Mother’s Day is bittersweet for me. Three years gone, it’s sill hard to believe that my mother is no longer with me. This year her day falls on May 10th. My eldest sister will have to share her birthday with all the moms of the world and I’ll be remembering mine from Paris. How she would have loved to vicariously visit the city of love with me. I would bring back photos on my iphone, sit close to her in her small kitchen, and take her on the trip I’m about to have. And, she’d meet my fiance, John. How unfair it is for her to miss these landmark events in my life. As my number one cheerleader, she embraced every adventure of mine that she wasn’t able to have herself. Sharing them with her was almost part of the experience for me.

But loved ones come and go, and as I age, they seem to go more frequently. Many are in picture frames than glance back at me from dressers and desks and all are in my heart. Mom and Dad. Grandma Esther and Grandpa Benny. When I meditate I feel their presence as part of the particles in the atmosphere that surround me. I sometimes revel in the idea that everything that ever was still is– taking varying forms at different junctures and remaining as an integral part of the cosmos. My cosmos, when I have these visualizations, feels warm and full, comforting and hopeful.

And, the book, my book. My mother’s refrigerator wouldn’t have been large enough to pin up all the clippings its garnered. They’d have to find space around the one Miami Herald clipping that she shared with me where we were photographed together for another book story. She looked happy and proud in her denim ensemble holding tight to her body her blue leather shoulder bag. She loved books, she would have loved my book, and all because of how she loved me.
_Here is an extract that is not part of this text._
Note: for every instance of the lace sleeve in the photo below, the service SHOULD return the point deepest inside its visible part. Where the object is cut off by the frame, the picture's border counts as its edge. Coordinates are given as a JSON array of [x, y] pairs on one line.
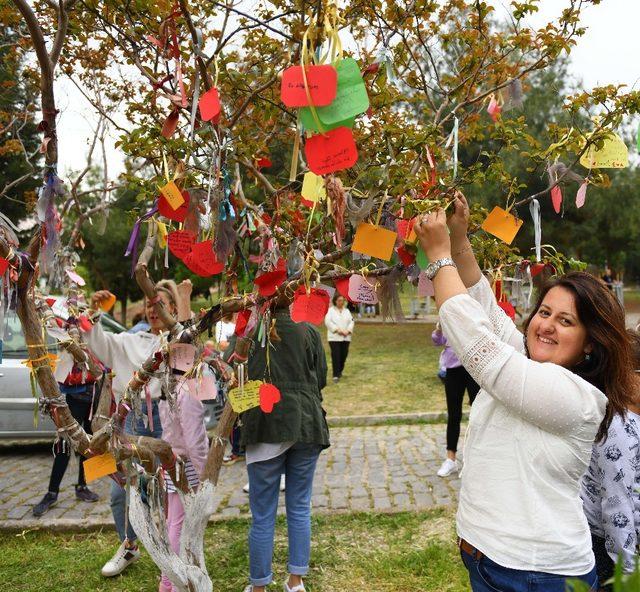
[[501, 324], [547, 395]]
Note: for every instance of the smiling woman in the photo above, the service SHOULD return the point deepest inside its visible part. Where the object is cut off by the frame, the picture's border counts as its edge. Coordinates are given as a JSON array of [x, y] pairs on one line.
[[541, 403]]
I miss you mom. I would have taken you to a fancy brunch this Sunday maybe not in Paris but some place you’d like.  I would have put a special copy of my book in a basket with daisies and chocolates and written a message to you that would last a lifetime. So instead, here I write: Thank you, mom, for encouraging my creativity, supporting all my endeavors, and loving me unconditionally. I love you to the moon and back, Kim.